The 4R36 is Seiko’s newest mainstream (read budget) movement, and it’s a pretty good one. Again, for a watch I paid $278 for new, it can hold its own. On the timegrapher, I was getting +4.1 sec/day – not too shabby and almost COSC!
It features a hacking seconds hand and both day and date complications. A 40-hour power reserve isn’t forever, but again just fine for this watch, application and price.
The 4R36 replaces Seiko’s 7S36 in the mainstrem/budget department and from what I can glean online (and an awesome review on WUS here), is considerably better in almost every way.
The Turtle is an iconic watch, never mind that it’s an iconic Seiko. You have several choices for dial and bezel color (Pepsi, black, yellow) and whether you want it on a jubilee bracelet or the rubber strap. Now, the jubilee bracelet is probably the purest of the reissues, but I’ve never been too much of a fan of Seiko bracelets. I tried it on at the Seiko Outlet Store but there was simply no comparison for me when I tried on the black rubber strap – what I AM a huge fan of.
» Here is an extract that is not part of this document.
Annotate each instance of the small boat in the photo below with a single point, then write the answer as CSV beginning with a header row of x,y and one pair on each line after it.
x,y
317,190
I hope you enjoy this watch as much as me, and get one that is just as accurate. It’s the pure definition of a Seiko sports watch!
WHAT I LIKE:
- A legendary Seiko diving watch from the 70s with a brand new (and better) movement.
- One of the greatest rubber straps in existence (at any price)
- Always like crowns NOT at 3 o’clock
NOT SO MUCH:
- I’d pay more for a sapphire crystal.
- Is it too much to ask for a branded crown?
MODEL NAME: Seiko Prospex SRP779 “Turtle” Automatic Diver
REFERENCE NUMBER: SRP779
MOVEMENT: Seiko 4R36 (40-hour power reserve)
CASE SIZE: 44mm
WATER RESISTANCE: 200m
MANUFACTURER LINK: http://seikousa.com/collections/prospex/SRP779
OTHER REVIEW: http://watchjudge.com/blog/the-best-watch-under-300-seiko-turtle-review/
Nice review! What I do not like about modern Seiko divers is that so many of them suffer from alignment problems. Looking at your pictures, it seems like the alignment between the dial, chapter ring, and bezel is also not perfect on your watch. I really think Seiko should work on their QC, and it surprises me that a Japanese company allows this to happen.
That’s a good point, Johan. I think the tolerances for Seiko’s higher-end watches (like the Astron, Premier and certainly Grand Seiko lines) are a little bit better. It’s no excuse – and I do agree with you – but the volume of watches coming out of Seiko factories is pretty incredible. I have heard that watches that come out of their Japan facilities rather than from China and other Asian countries do have a bit better QC.